Other highlights from the report on office space:

  • Average rents did not budge from the $11-$14-per-square-foot range, with an overall market average of $11 psf for the deals completed during Q4.
  • Moorestown, Marlton and Mount Laurel continue to show strength, while a large share of regional vacancies are concentrated in Voorhees, Pennsauken, and the west side of Cherry Hill. Burlington County continued to maintain a significantly lower vacancy rate than Camden County.
  • Tenants continue to sign up for long-term leases to lock in low rates, upgrading to better space if possible.
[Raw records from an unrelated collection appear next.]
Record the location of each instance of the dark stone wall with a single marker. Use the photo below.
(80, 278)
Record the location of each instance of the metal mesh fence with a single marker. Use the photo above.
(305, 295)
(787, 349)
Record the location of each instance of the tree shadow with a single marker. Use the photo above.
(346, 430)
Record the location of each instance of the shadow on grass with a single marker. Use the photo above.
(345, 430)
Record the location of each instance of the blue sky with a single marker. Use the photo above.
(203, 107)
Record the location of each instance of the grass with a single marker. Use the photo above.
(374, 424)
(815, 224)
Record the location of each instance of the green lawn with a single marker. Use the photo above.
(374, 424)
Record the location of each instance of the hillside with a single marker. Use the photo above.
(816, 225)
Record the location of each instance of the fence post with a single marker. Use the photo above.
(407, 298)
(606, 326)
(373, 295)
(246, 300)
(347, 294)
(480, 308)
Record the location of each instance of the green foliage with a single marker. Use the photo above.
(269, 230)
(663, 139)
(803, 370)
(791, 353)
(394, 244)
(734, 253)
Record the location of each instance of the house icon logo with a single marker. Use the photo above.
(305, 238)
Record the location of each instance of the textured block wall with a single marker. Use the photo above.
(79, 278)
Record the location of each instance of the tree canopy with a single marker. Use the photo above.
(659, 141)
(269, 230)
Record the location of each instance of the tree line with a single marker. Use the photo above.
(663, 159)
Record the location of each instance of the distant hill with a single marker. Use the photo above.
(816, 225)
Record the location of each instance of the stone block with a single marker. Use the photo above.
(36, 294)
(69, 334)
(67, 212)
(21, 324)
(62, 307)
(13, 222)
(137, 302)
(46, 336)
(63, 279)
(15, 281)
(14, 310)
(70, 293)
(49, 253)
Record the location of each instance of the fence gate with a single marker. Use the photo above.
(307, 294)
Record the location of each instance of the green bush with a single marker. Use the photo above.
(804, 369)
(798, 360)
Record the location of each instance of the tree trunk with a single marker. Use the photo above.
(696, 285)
Retail market highlights from the report included mention of PREIT's acquisition of new liquor licenses in historically dry Moorestown so that four new restaurants can be added to the Moorestown Mall. Also:

  • Overall, retail vacancy remains around 18%, but prime retail locations along he Haddonfield Road corridor, Route 70 and Route 73 have very little vacancy.
  • Average rents for Class A retail space is $30-$40 per square foot, while Class B space is renting in the $15-$23 psf.